Advent Meditation III

Today is the final day of the O Antiphons about which we sang on Sunday in the hymn O come, O come Emmanuel.


Emmanuel- God with us- this was a radical fulfillment of the Messianic prophecies which the Jews had never dreamed would happen: a divine Messiah. Though the promises all refer to and fit Jesus, the Messiah expected by the Israelites was not divine. To their reasoning, none could be literally divine, really the Son of God. Their expectation of a saving ruler did not assume that God would share His very nature and essence with the Anointed One.

Emmanuel reflects an entirely Christian and entirely new theology, one of Incarnation and an immanence hitherto unknown. God with us, sharing every hardship of humanity in His own flesh, dwelling not in a Temple spiritually, but as flesh and blood among humanity, wishing to remain with us until the end of time. This is a dramatic contrast to the affection, yet distance with which the Lord was regarded in the Old Testament.

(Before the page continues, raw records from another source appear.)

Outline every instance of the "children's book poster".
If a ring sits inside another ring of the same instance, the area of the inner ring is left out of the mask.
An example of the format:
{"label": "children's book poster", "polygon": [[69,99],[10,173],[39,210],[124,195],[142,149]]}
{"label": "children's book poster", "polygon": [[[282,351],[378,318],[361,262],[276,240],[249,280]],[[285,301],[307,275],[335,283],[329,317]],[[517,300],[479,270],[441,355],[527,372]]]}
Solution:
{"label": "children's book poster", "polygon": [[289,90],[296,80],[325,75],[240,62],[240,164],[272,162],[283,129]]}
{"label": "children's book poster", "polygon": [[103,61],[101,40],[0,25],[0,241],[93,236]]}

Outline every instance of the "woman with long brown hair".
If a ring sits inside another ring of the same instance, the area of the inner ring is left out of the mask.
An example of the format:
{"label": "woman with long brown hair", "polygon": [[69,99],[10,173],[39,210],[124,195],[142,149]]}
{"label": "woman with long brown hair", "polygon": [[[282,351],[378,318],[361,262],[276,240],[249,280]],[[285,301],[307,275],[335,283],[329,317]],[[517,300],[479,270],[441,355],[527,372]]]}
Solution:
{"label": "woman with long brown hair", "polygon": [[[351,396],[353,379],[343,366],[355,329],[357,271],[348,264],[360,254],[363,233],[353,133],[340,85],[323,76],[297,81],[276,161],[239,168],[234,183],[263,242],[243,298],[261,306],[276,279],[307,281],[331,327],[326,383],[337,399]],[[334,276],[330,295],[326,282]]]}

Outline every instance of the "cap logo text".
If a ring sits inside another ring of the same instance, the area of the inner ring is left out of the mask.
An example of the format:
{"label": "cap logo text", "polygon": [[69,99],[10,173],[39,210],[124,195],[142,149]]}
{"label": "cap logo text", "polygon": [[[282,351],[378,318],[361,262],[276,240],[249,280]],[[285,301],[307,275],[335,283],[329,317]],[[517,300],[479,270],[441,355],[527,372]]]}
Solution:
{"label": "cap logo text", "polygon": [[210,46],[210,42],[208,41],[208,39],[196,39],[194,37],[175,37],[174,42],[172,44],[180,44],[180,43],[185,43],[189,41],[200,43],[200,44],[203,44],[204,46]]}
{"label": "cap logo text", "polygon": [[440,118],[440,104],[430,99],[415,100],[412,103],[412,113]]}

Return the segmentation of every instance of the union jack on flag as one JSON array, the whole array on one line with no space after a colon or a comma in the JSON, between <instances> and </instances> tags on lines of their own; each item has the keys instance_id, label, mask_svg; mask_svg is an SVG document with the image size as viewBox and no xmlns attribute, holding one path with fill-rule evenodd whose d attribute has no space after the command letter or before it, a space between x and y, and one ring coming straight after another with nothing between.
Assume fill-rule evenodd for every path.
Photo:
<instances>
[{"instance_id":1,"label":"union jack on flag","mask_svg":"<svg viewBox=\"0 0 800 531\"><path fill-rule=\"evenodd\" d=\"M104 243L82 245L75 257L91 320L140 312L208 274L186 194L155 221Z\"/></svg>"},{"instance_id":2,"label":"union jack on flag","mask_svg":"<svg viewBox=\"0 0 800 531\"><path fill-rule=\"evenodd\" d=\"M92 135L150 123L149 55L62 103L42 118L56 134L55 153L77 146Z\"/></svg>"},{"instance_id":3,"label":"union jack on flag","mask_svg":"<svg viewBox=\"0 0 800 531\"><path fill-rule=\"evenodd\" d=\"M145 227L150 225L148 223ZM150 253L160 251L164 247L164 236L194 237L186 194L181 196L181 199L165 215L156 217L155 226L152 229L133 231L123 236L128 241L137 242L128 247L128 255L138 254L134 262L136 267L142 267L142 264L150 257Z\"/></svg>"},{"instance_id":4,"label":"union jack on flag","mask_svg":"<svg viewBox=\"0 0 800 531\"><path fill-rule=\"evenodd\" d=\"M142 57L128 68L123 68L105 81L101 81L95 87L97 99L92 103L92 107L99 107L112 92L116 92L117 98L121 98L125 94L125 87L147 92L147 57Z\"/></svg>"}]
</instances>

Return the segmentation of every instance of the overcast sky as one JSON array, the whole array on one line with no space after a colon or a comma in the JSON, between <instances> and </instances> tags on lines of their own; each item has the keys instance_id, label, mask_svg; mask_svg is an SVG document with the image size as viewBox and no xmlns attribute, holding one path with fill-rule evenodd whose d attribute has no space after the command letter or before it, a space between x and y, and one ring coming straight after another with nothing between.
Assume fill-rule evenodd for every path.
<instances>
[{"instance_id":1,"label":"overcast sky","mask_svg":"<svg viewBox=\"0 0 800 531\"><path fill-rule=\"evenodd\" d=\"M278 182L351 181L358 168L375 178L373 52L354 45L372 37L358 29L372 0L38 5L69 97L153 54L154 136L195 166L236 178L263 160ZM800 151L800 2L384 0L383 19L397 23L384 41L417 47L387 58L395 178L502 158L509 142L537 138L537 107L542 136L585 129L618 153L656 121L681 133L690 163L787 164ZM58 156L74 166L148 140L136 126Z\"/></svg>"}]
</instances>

Emmanuel- God with us- it finally springs the liturgical construct of “waiting” all through and admits that we knew He was there all along. Advent has that flavour, of a pretended waiting for Him Whom we know to have already arrived. We place ourselves in the shoes of those who had Him not in order to better appreciate Him Whom we have had all along.

We hail Christ as King and Lawgiver (Isaiah 32:22,) and echo the dying words of Jacob in Genesis 49:10, ” The sceptre will not pass from Judah, nor a ruler form his thigh, till He comes that is to be sent. He is the expectation of the nations.” We ask Him to save us. The Latin “Salva” , the imperative form of “to save,” is related to “salus”, health, wholeness. We are asking for a holistic well- being of mind, soul and body when we thus ask to be saved. We are, in fact, asking finally to be made perfect, fully whole and sound, something only God can do!

Lastly, we no longer beat around the bush, (burning or otherwise!) We come right out and directly call Jesus “our Lord and our God.” It is the crowning acclamation of faith to a long season of expectation.

A blessed late Advent and Christmas to you all.